The CH₄ producing status depends on many influencing factors, such as age [35], sex [36], ethnic background [37,38], exercise [39], and gastrointestinal diseases [22,38]. CH₄ is rarely identified in the breath of subjects less than three years of age [40,41,42], which is probably due to a later acquisition of a methanogenic microbiome [14]. CH₄ production is considered to increase with age in an approximately linear way [35] until the adult distribution is reached [26]. However, others did not find any correlation between age and exhaled maximum CH₄ concentration in children [23]. Furthermore, primary late onset lactose intolerance is characterized by a gradual reduction in lactase activity, and it generally manifests itself only after the age of 5 to 6 years of age in white populations, although it can occur earlier in predominantly non-white populations [1]. In general, it does not occur before the age of 2 years, which may explain why CH₄ production and excretion is rarely seen in this age category. We found age to be correlated significantly with the start CH₄ values (P.149, p = 0.031) and with the maximum CH4 values (P.142, p = 0.040), but not with H₂ values. However, some authors reported CH₄ production already present in infants and toddlers [25,43].

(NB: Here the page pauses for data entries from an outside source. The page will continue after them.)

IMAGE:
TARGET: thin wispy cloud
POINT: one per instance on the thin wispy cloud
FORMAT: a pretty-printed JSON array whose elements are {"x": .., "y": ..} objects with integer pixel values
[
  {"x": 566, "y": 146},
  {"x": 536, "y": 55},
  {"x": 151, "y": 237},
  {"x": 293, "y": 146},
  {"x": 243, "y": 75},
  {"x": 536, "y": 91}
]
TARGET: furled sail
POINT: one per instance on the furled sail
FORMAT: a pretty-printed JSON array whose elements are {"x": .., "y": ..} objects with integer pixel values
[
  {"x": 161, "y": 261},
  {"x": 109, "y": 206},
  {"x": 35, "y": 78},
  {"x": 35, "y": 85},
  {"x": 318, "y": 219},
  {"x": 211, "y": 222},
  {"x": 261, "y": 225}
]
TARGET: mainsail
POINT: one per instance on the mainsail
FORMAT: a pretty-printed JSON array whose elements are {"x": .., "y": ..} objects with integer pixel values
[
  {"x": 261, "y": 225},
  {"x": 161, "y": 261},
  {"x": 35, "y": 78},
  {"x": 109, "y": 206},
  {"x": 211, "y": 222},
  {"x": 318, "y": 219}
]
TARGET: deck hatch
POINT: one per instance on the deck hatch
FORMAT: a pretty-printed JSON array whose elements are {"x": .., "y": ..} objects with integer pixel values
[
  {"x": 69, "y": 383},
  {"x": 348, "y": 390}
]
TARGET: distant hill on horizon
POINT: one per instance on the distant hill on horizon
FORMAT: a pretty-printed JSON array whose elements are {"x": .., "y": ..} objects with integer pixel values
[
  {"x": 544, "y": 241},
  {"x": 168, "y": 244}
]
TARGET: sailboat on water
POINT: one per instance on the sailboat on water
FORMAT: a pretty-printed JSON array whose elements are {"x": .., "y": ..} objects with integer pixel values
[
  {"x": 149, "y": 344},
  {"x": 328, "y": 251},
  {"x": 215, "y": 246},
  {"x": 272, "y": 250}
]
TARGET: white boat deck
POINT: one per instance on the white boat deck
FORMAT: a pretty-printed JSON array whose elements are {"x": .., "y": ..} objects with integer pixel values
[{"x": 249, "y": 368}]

Several authors mention a female dominance in CH₄ producers, certainly in young women [35,36], but other studies did not find any significant difference between male and female CH₄ producers [26,44], and little is known about sex differences in CH₄ excretion in children. No significant differences based on sex could be found in our study.

Ethnic differences were not taken into account in our study, which is a shortcoming, as it might influence the CH₄-producing status [37,38]. Furthermore, since the lactose-free diet intervention was open, and a blinded lactose challenge was not performed, a placebo effect cannot be excluded.

5. Conclusions

Although previous publications concluded that the addition of CH₄ determination to the standard H₂ measurement increases the sensitivity of a lactose breath test, the contribution of CH₄ is still debated and not routinely performed. Our results confirm that the concomitant measurement of CH₄ is of additional value for the diagnosis of LI, since 5.7% of the children showed only an elevation of expired CH_4, and half of these children were symptomatic during the breath test. Further research is needed before recommending systematic CH₄ measurements.